The demands though – yeesh. If you have an edge in the game, demand cards can be used to aggressively lock down opponents to the point that they can’t do anything. They can garnish your score cards and claim them as their own, or gradually prune back your top cards so that you have access to fewer and fewer of the tools you need to prevent attacks in the future. The only defence you have available here is in the icons you have spayed, and not only can someone reduce the count they can even force whole branches of knowledge to revert back to an un-splayed state. Innovation is a game of precisely matched attack and riposte. If someone isn’t quite up to the task they’ll soon find not only are they falling behind in the match they have no meaningful ways to catch back up regardless of how hard they work.
That though has to be understood in the context of the game – this kind of thing, more often than not, is a forced error.
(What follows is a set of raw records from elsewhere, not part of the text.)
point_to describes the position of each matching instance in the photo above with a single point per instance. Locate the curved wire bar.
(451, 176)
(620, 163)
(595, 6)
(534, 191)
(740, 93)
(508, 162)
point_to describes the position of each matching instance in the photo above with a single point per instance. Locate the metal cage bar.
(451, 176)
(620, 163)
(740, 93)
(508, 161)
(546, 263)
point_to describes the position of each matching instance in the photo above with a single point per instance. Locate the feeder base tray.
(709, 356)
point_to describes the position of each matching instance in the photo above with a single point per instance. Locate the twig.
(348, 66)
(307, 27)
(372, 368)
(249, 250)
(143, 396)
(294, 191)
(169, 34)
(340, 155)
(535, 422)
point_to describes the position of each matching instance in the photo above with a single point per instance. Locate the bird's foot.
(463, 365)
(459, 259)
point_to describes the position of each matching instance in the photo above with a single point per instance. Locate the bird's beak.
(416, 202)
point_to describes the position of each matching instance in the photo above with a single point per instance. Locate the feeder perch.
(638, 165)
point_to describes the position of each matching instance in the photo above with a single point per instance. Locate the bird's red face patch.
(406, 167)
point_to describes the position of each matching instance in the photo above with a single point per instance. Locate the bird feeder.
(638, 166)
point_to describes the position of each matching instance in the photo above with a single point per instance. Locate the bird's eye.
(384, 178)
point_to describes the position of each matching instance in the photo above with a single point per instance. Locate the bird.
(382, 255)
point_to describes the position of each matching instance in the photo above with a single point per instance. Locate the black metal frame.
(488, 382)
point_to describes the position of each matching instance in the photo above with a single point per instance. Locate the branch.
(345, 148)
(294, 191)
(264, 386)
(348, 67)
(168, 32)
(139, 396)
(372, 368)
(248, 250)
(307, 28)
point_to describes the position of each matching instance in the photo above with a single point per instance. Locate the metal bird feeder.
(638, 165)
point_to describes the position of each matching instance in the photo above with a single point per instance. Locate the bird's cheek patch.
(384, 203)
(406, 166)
The key is not letting yourself fall into that situation. You’ve got limited opportunities to do that with card draws, but your empire is meaningfully an engine of your own design. You can build it for attack, for defence, for scientific progress – but you have to build it with a wary eye on your opponents. If they have tools for scoring that you don’t, then they’ll be picking up all the cheap achievements and you’ll have to watch them. If they have aggressive castle powers, you better invest as best you can in having enough icons to repel their attacks. While the game is very pointed in its aggression, it also gives you opportunities to mitigate it. When you can’t get back up again during the game, it’s usually because you fell over and were subsequently trampled. That doesn’t necessarily make it any more enjoyable but it’s something you can absolutely get better at avoiding with practise. There is no game I have lost so far, and as I say that’s virtually all of them, where I felt I had no control over that outcome. There was, each time, something I could have done better to change the result. Hindsight is 20/20 and all that, but each game taught me something new. I’ll know for next time.
Seriously, Innovation – just go out and get it. Even if you regret it, I all but guarantee someone at the table is going to fall in love with the contents of this marvelous tiny little box.